Prioritising animal health issues in Indonesia and beyond

23 November 2022
Supriani feeds fodder to her cattle inside the communal cattle shed in Karang Kendal hamlet

A recently launched ACIAR-funded project in Indonesia will trial a global framework to assess the societal impact of livestock diseases to inform future animal health investments. 

Led by the CSIRO, the research will utilise the Global Burden of Animal Diseases (GBADs) framework to improve the prioritisation of resource allocation for animal health, centred on the needs of smallholder farmers.

The test case will set a precedent for how other countries can use the framework to understand the overall societal cost of livestock diseases.

CSIRO will collaborate closely with Indonesia's National Research and Innovation Agency (BRIN) to generate knowledge on livestock population, biomass, and economic value to Indonesia to facilitate policy and national investment decisions.

ACIAR Research Program Manager, Livestock Systems, Dr Anna Okello said the work in Indonesia would provide a road map of the approach needed to deliver GBADs around the world.

'Poor animal health significantly impacts the livelihoods and wellbeing of smallholder farmers around the world,' Dr Okello said.

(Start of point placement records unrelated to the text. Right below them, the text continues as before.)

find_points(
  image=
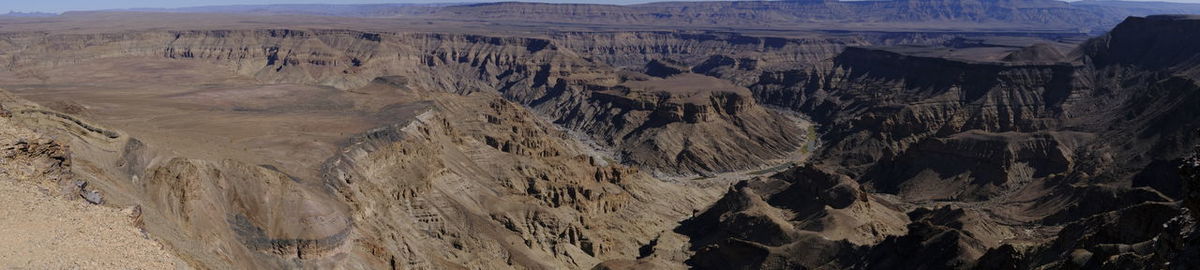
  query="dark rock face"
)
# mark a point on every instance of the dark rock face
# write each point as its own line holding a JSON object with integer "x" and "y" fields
{"x": 1037, "y": 160}
{"x": 803, "y": 217}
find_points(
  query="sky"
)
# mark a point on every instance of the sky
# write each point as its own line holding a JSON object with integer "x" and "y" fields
{"x": 85, "y": 5}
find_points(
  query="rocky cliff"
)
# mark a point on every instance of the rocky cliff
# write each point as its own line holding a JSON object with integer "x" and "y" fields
{"x": 999, "y": 156}
{"x": 556, "y": 82}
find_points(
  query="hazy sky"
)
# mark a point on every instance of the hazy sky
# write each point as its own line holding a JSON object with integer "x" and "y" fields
{"x": 84, "y": 5}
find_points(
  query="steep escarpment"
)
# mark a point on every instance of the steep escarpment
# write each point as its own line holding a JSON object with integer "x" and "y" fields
{"x": 834, "y": 15}
{"x": 1030, "y": 163}
{"x": 775, "y": 222}
{"x": 221, "y": 214}
{"x": 654, "y": 123}
{"x": 556, "y": 82}
{"x": 479, "y": 181}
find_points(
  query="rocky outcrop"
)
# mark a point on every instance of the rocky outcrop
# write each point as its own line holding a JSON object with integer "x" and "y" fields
{"x": 1049, "y": 148}
{"x": 653, "y": 124}
{"x": 479, "y": 181}
{"x": 775, "y": 222}
{"x": 556, "y": 82}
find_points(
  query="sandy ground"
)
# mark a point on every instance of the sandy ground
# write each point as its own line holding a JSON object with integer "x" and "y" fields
{"x": 42, "y": 232}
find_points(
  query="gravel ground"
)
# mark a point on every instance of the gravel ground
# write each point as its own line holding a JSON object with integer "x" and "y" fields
{"x": 41, "y": 232}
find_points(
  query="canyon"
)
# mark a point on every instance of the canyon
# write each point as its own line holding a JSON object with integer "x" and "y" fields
{"x": 774, "y": 135}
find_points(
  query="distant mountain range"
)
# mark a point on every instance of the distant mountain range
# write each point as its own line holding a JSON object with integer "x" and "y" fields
{"x": 1027, "y": 15}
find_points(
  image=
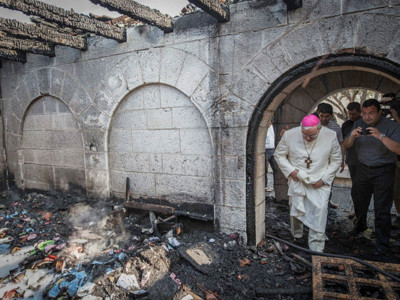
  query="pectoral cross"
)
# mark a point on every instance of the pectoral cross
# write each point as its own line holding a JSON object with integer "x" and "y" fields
{"x": 308, "y": 161}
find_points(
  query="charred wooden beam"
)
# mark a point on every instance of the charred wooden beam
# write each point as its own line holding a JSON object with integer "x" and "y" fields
{"x": 213, "y": 8}
{"x": 65, "y": 18}
{"x": 27, "y": 45}
{"x": 44, "y": 34}
{"x": 293, "y": 4}
{"x": 13, "y": 55}
{"x": 139, "y": 12}
{"x": 150, "y": 207}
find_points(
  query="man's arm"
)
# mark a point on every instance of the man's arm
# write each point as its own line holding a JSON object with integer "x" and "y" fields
{"x": 389, "y": 143}
{"x": 349, "y": 141}
{"x": 281, "y": 157}
{"x": 335, "y": 160}
{"x": 395, "y": 115}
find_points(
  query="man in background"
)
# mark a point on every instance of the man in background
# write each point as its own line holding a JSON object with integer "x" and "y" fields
{"x": 377, "y": 142}
{"x": 325, "y": 114}
{"x": 309, "y": 156}
{"x": 354, "y": 113}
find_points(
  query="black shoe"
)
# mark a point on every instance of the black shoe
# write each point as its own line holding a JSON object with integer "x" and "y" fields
{"x": 332, "y": 204}
{"x": 358, "y": 230}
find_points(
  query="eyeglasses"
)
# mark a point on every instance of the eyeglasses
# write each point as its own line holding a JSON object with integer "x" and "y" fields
{"x": 370, "y": 114}
{"x": 311, "y": 136}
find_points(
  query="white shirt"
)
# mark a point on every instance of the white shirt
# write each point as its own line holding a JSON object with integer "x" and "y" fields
{"x": 309, "y": 205}
{"x": 270, "y": 141}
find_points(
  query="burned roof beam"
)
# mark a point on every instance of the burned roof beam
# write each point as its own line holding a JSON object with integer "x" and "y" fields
{"x": 293, "y": 4}
{"x": 44, "y": 34}
{"x": 138, "y": 11}
{"x": 14, "y": 55}
{"x": 213, "y": 8}
{"x": 27, "y": 45}
{"x": 65, "y": 18}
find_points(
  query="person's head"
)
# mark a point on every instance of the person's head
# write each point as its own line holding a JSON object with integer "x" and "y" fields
{"x": 310, "y": 127}
{"x": 354, "y": 111}
{"x": 371, "y": 112}
{"x": 325, "y": 112}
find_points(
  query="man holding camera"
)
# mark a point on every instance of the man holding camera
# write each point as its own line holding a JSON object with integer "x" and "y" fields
{"x": 377, "y": 142}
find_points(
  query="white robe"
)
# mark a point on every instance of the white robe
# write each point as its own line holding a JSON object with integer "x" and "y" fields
{"x": 309, "y": 205}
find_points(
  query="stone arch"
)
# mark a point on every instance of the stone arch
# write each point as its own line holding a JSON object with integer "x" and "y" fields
{"x": 167, "y": 66}
{"x": 287, "y": 102}
{"x": 52, "y": 151}
{"x": 70, "y": 98}
{"x": 160, "y": 140}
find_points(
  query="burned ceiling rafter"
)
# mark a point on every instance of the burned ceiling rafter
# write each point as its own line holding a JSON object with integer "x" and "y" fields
{"x": 293, "y": 4}
{"x": 42, "y": 33}
{"x": 65, "y": 18}
{"x": 13, "y": 55}
{"x": 140, "y": 12}
{"x": 213, "y": 8}
{"x": 27, "y": 45}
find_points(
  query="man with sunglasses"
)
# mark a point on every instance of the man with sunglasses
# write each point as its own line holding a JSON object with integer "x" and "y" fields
{"x": 377, "y": 143}
{"x": 309, "y": 156}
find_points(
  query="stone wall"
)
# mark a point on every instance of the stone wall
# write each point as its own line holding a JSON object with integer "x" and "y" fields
{"x": 208, "y": 88}
{"x": 52, "y": 147}
{"x": 160, "y": 140}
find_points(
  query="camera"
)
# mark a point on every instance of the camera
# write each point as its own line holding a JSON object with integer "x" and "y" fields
{"x": 389, "y": 101}
{"x": 364, "y": 132}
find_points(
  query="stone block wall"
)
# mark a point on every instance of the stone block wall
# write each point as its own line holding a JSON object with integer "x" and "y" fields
{"x": 176, "y": 112}
{"x": 52, "y": 147}
{"x": 160, "y": 140}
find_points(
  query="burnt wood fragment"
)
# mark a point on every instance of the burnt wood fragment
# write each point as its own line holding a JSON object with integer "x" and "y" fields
{"x": 293, "y": 4}
{"x": 27, "y": 45}
{"x": 65, "y": 18}
{"x": 13, "y": 55}
{"x": 139, "y": 12}
{"x": 44, "y": 34}
{"x": 265, "y": 292}
{"x": 150, "y": 207}
{"x": 213, "y": 8}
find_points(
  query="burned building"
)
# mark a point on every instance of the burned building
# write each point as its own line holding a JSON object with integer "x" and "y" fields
{"x": 181, "y": 106}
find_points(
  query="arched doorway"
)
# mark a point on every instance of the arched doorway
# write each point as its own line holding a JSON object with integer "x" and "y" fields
{"x": 290, "y": 98}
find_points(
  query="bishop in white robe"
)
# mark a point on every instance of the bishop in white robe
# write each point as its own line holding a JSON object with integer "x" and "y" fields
{"x": 309, "y": 156}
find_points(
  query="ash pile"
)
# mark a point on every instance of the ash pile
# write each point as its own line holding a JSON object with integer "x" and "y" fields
{"x": 60, "y": 246}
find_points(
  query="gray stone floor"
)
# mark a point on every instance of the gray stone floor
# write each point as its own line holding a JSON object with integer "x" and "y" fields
{"x": 340, "y": 196}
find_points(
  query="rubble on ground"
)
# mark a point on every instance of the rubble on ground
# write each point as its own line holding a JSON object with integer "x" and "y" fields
{"x": 61, "y": 246}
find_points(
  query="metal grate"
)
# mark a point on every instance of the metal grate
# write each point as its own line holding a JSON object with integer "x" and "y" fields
{"x": 339, "y": 278}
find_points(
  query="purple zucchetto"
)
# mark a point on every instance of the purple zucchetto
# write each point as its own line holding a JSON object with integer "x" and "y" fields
{"x": 310, "y": 121}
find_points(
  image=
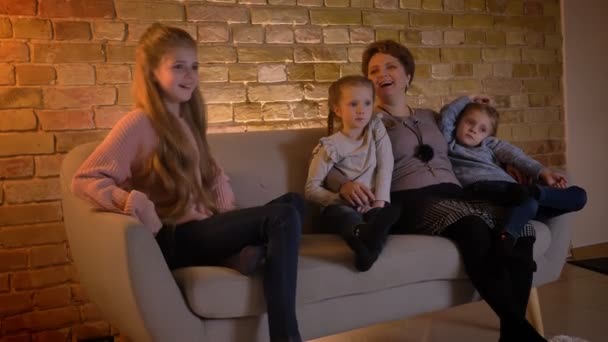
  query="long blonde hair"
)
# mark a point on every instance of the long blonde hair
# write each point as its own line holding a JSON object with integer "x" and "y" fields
{"x": 335, "y": 94}
{"x": 173, "y": 163}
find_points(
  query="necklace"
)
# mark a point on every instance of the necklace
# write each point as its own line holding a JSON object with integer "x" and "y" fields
{"x": 423, "y": 151}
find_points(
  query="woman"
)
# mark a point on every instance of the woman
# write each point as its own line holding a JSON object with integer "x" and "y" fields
{"x": 431, "y": 198}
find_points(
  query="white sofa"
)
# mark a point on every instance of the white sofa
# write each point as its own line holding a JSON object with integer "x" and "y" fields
{"x": 122, "y": 269}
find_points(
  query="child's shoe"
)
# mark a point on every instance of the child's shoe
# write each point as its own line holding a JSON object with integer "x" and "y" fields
{"x": 504, "y": 245}
{"x": 364, "y": 257}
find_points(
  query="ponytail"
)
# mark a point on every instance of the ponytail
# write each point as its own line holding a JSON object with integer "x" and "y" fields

'GBADs is about helping governments identify the animal health challenges that will have the most significant impact on producers' livelihoods.'

‘Better understanding and coordination of animal health investments are critical to support decision-making and achieve a One Health vision,’ Dr Okello added.

‘The combination of expertise between Australia and Indonesia will set up protocols which can then be used to deliver improvements in animal health management around the world.’

CSIRO project leader Dr Dianne Mayberry said the research work was pivotal given the inconsistency of assessing the impact of livestock diseases worldwide.

‘We want to be able to quantify the losses and attribute them consistently, and this will be an outcome from the methods developed through the GBAD program,’ Dr Mayberry said.

‘At the end of the project, we want to be able to attribute those animal losses to causes, whether that is nutrient deficiency or management or infection with diseases or perhaps even an unknown cause.’

Dr Mayberry said it was important to note that not all losses were economic, with social impacts from animal health concerns.

‘We hope to provide recommendations on improved data collection, showing that this data can give a more accurate picture of animal health and its impacts.’

Dr NLP Indi Dharmayanti is the project leader in Indonesia and said the case study would look at 3 different production systems: poultry production in West Java, beef cattle production in East Java and pig production in East Nusa Tenggara.

‘The case study will encourage local ownership and input into the development of the GBADs framework in Indonesia,’ Dr Dharmayanti said.

‘It will collate datasets and generate improved knowledge of livestock population, biomass and economic value to Indonesia to facilitate policy and national investment decisions under the GBADs framework.

‘It will also estimate the animal health loss envelope for specified livestock production systems in Indonesia with methodological input from GBADs workstreams.

‘Finally, it will develop capacity for animal health economics through collaboration with other countries implementing the GBADs framework at the same time.’

Dr Dharmayanti said many potentially co-existing factors contribute to production losses, including disease, poor animal husbandry, ineffective breeding management, inadequate nutrition, inappropriate housing, and genetics.

‘We will identify the causes of production losses in these systems, including specific animal health syndromes and diseases,’ she said.